POST-HARVEST RESEARCH: Participants listen in during the workshop at the Food and Agriculture subregional office in Apia. (Photo: Misiona Simo)

Post-harvest horticultural fruit and vegetable losses are more significant in municipal markets in Samoa compared to roadside vendors.  

This was one of the findings of a scientific research led by Professor Steven Underhill from the University of Queensland, Australia. 

The reason, Prof. Underhill said, is because people tend to find roadside vendors convenient, the produce are fresher and it’s easy to access. 

Prof. Underhill and staff of the Scientific Research Organisation of Samoa  undertook a two-year project funded by the Food and Agriculture Organisation (F.A.O.) that focused on improving the capacity of small farmers to market a consistent supply of safe, quality food.  

The project also involved research, which would help reduce post-harvest horticulture fruit and vegetable loss in Samoa. 

On Friday, a workshop was held at the F.A.O. sub-regional office in Apia to conclude the project and present results, key recommendations and development activities to improve smallholder post-harvest handling practice in Samoa.  

Prof. Underhill told the Business team they adopted the participatory farmer collaboration engagement — a new concept in Samoa that allowed farmers to take part in field testing to identify post-harvesting equipment that could better support post-harvest handling practice. 

“So what’s involved is a lot of workshops on both Upolu and Savaii, trying to share information with farmers about post-harvest practice, food safety awareness and also try to get the farmers into a conversation about what sort of equipment and things that they want to evaluate,” he said. 

“We’ve been working heavily with small holder farmers, but then there’s been a large amount of work done with market vendors. My view is that the women market vendors do it really hard.”

Prof. Underhill said market vendors in the municipal market face problems with food safety because there’s no proper water supply, except for the tap water available in the lavatory. 

“So there’s a fundamental design problem in the market place that needs to be addressed.

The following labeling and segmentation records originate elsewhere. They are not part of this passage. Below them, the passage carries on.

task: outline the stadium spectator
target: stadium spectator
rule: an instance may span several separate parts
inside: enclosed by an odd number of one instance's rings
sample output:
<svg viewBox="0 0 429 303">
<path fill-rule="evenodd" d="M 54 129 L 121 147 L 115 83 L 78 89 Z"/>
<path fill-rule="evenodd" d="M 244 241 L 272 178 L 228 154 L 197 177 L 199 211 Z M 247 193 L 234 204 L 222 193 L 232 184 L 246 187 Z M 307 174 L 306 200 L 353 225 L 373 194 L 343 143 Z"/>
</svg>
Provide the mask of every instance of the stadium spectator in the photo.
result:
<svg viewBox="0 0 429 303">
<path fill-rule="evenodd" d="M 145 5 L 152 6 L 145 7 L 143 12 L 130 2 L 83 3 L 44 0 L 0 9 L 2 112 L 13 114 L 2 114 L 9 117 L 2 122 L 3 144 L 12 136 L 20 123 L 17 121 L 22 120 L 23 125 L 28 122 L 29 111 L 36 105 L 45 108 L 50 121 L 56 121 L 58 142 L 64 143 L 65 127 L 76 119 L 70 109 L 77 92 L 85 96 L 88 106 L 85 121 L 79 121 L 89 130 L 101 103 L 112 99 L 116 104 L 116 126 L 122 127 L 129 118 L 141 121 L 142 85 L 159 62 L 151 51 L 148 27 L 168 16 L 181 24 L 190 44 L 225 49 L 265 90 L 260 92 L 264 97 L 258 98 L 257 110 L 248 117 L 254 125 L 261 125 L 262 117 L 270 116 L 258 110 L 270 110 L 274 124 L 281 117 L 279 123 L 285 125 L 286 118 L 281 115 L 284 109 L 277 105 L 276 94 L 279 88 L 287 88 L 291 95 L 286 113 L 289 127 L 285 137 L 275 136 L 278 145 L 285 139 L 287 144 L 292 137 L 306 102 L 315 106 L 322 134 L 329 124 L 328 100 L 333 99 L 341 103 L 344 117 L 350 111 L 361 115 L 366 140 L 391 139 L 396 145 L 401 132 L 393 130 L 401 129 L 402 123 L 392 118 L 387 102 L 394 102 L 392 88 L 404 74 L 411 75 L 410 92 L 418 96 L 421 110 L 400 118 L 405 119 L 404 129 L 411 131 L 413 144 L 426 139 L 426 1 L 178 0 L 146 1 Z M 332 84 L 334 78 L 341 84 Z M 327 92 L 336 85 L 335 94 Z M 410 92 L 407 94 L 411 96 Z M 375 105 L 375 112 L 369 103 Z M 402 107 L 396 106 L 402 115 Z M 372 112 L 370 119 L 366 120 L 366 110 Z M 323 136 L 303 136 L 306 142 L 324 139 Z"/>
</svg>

The vendors cannot put some of the training that we are suggesting in place in terms of good food safety practices if they don’t have easy access to clean water to implement them,” Prof. Underhill said. 

He highlighted road side market vendors are absolutely critical to food distribution because people are trending away from municipal markets to roadside markets. 

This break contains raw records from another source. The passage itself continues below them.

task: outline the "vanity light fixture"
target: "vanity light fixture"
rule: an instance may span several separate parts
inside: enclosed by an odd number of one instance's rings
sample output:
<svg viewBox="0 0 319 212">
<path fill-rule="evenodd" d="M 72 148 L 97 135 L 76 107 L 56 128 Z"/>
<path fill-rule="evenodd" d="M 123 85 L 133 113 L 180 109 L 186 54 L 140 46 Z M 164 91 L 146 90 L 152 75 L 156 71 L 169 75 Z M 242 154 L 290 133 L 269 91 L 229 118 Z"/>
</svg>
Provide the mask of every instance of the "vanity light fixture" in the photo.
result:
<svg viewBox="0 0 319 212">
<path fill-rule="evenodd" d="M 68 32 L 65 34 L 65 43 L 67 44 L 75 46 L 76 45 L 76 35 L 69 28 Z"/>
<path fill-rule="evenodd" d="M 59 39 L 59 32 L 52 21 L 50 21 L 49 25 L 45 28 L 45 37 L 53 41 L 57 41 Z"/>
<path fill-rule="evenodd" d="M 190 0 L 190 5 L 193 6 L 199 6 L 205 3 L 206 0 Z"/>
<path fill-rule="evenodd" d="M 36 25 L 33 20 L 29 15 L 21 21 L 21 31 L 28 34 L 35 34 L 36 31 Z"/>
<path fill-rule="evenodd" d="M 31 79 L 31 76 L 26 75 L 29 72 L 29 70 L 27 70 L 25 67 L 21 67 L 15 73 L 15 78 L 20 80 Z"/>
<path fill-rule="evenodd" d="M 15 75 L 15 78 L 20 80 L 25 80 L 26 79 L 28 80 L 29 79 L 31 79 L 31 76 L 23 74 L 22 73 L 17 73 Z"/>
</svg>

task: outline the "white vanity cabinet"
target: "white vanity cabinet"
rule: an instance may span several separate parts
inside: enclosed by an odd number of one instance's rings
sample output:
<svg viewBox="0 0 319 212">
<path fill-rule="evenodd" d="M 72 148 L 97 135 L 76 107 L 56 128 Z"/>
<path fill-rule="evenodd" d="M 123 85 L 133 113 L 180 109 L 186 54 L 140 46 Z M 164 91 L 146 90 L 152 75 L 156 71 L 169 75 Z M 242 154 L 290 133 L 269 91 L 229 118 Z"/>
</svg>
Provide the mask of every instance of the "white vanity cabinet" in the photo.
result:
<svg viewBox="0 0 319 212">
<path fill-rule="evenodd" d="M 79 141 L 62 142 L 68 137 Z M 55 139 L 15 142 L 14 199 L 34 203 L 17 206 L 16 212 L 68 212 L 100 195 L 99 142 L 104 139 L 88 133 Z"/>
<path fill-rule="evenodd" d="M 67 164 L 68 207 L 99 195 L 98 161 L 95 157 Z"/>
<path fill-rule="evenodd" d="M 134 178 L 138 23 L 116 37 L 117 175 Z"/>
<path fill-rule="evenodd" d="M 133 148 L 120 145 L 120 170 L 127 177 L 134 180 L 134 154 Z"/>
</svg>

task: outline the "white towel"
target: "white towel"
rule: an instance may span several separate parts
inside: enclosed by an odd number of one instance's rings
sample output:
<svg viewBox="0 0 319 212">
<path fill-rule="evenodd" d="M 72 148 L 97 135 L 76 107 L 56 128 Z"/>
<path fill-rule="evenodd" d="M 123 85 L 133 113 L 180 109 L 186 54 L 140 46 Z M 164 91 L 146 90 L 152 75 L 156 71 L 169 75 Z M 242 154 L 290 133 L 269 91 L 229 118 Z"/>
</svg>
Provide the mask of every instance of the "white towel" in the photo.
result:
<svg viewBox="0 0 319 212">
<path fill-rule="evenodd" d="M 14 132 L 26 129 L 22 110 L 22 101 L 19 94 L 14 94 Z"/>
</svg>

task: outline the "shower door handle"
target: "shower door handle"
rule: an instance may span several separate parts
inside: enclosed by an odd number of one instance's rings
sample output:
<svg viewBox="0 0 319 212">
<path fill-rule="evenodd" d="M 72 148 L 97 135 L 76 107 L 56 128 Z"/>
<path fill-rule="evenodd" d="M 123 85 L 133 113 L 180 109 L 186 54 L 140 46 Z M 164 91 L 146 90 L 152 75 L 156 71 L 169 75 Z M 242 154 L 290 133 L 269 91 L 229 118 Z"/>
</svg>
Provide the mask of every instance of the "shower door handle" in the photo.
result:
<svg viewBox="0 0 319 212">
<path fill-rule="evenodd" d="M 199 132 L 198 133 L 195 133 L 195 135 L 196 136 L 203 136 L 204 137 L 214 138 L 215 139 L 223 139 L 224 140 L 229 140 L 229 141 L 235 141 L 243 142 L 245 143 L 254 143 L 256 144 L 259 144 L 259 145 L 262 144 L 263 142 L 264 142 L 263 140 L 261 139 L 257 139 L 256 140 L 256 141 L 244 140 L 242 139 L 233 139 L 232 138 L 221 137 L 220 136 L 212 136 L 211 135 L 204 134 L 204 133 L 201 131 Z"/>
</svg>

“I don’t think the roadside vendors are doing something different; it’s just that it’s convenient. If we can get the roadside markets to operate in an efficient way, probably we can get multiple vendors selling in a roadside market.”

Prof. Underhill  suggested that having a market vendors association will help vendors voice their opinions and concerns as one single association. 

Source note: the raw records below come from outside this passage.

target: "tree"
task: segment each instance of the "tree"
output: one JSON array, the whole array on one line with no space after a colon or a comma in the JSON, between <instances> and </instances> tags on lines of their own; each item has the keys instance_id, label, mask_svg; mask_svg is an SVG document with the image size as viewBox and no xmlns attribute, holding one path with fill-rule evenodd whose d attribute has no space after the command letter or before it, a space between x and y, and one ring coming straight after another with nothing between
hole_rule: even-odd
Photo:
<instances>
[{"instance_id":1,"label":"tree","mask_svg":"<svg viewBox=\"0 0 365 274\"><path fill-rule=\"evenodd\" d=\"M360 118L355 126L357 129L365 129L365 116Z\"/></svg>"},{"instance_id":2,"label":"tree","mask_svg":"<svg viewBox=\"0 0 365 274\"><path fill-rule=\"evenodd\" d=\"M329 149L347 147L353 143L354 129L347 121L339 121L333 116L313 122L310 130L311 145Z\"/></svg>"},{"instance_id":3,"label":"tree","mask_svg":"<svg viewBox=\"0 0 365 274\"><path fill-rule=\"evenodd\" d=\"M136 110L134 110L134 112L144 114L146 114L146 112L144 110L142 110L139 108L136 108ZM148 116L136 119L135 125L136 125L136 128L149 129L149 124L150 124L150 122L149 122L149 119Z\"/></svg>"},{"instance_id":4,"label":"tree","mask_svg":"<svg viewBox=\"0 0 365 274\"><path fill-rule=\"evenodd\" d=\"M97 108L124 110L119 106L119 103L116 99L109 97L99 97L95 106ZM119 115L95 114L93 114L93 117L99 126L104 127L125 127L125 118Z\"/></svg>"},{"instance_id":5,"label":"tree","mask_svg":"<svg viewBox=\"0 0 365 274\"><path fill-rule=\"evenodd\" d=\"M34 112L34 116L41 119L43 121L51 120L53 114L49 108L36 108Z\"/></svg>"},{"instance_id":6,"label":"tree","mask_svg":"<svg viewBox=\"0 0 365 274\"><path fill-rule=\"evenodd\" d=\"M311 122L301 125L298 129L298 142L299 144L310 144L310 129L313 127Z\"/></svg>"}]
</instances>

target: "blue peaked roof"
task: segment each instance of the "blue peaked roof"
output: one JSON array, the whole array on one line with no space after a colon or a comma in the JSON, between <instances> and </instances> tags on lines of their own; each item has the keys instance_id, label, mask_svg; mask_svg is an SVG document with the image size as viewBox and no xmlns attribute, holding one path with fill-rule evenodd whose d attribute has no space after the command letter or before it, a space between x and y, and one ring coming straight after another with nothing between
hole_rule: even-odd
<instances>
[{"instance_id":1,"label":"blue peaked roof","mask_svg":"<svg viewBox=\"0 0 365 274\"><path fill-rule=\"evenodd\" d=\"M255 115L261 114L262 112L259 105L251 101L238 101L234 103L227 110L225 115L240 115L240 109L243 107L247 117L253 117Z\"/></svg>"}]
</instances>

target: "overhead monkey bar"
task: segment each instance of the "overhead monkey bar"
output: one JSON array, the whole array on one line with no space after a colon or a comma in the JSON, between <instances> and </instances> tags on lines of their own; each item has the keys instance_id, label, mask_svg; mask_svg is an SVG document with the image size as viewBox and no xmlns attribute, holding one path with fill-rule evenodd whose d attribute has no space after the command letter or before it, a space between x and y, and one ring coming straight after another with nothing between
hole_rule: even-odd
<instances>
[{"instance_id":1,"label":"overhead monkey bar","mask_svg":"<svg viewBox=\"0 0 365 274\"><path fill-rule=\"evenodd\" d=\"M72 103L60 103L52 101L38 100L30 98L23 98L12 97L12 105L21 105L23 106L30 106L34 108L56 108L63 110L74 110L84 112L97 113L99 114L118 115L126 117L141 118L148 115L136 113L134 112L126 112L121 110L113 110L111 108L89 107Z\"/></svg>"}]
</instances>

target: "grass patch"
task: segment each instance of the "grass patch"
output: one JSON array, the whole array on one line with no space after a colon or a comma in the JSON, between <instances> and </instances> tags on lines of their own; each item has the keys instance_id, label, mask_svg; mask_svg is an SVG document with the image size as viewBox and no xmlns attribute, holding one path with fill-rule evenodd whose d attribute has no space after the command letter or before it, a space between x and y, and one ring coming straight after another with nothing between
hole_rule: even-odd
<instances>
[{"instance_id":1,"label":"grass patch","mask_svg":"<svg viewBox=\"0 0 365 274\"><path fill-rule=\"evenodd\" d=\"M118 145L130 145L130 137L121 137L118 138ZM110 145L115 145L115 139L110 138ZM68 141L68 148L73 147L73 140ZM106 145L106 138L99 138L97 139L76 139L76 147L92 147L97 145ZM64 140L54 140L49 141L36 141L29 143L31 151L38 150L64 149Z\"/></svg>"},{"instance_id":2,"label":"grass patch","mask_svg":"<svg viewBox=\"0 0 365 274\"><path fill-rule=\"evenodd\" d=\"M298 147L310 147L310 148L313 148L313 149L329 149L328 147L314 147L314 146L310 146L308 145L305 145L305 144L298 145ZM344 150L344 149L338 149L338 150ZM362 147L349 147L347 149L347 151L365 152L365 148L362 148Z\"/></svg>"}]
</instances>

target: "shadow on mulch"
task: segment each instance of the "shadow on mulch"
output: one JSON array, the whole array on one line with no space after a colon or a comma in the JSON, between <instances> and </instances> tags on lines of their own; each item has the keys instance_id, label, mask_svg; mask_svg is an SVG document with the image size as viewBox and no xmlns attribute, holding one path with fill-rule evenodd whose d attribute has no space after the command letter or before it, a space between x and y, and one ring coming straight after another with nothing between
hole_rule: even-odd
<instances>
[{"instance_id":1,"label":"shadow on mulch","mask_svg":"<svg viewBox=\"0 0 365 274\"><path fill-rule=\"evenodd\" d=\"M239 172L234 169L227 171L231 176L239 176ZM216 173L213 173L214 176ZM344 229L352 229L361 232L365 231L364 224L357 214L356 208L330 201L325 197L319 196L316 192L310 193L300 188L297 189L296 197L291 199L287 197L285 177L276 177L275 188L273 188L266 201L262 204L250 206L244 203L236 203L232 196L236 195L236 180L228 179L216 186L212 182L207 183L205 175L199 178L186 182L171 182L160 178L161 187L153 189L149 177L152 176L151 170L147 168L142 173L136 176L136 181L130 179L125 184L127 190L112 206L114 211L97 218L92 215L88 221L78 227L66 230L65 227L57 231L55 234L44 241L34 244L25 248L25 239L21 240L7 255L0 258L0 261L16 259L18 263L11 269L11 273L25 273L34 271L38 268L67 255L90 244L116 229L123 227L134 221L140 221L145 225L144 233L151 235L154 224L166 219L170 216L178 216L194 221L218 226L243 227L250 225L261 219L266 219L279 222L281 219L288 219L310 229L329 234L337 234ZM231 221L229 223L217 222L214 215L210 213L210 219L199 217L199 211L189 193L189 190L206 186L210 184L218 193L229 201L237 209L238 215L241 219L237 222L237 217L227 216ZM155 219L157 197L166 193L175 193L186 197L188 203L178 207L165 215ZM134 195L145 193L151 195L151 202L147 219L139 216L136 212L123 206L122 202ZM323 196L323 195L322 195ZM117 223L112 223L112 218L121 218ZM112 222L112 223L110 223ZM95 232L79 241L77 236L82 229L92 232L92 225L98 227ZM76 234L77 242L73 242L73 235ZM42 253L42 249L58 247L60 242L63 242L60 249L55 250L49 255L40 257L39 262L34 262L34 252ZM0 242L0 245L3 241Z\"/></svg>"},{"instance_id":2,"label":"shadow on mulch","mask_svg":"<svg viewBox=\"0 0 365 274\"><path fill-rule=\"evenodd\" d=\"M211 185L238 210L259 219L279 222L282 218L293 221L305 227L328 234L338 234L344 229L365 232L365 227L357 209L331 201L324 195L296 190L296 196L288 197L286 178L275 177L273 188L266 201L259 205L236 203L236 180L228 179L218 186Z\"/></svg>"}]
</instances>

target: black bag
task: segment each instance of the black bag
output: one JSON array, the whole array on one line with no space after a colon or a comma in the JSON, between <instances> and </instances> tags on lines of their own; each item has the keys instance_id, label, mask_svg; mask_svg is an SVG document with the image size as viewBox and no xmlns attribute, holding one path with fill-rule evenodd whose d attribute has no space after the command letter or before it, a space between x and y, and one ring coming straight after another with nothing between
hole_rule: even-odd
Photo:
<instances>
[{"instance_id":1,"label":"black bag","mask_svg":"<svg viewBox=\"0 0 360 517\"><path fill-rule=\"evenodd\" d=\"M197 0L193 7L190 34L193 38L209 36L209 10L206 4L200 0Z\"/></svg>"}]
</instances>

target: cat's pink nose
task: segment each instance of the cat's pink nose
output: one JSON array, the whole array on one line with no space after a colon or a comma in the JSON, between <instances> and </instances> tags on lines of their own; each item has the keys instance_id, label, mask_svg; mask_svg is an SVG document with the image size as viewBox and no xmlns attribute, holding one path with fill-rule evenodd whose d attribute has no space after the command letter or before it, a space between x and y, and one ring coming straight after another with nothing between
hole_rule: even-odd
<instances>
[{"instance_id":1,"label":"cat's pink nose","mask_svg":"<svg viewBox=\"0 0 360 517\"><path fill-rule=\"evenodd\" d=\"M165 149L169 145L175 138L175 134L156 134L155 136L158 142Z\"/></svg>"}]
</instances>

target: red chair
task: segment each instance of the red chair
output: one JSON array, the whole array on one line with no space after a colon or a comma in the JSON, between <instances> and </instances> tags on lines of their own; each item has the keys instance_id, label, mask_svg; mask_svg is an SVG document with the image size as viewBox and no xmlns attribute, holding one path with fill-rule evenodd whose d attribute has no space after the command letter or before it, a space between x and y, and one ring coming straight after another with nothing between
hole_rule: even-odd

“If you’re throwing away 20-30 percent of your fresh horticultural product because the supply chain system is not working, can Samoa afford to throw away that amount of money and that amount of food, no you can’t it has to be fixed. 

“Having value added ideas to address post-harvest losses is interesting. What we were finding is that fruit farmers tend to have the worst post-harvest problem. 

“If you were to say who has got the biggest issue, it’s vendors because vendors are the ones who have to sell the products that are being stored, handled or picked in the wrong way, they are the ones who incur the losses, they are the ones who incur the consequences of consumers not getting the products that they want and they may not want to buy it again, so at the end of the day, no matter whose fault it is, the vendors are the one who pay the financial price.” 

Prof. Underhill said such findings is critical to food security because when the produce is being stored for long, its nutritional benefit is lost. 

“If you throw away most of the produce, it means the vendor has to increase the price of the product to try and compensate the losses and if the quality is not good enough, the hotels will have to import the fruits and vegetables. 

“Best post-harvest practices are the missing link in being good farmers. Post-harvest losses are actually money because farmers spend money on fertilisers, seeds, tools and if that product does not translate into sale, then it’s a loss."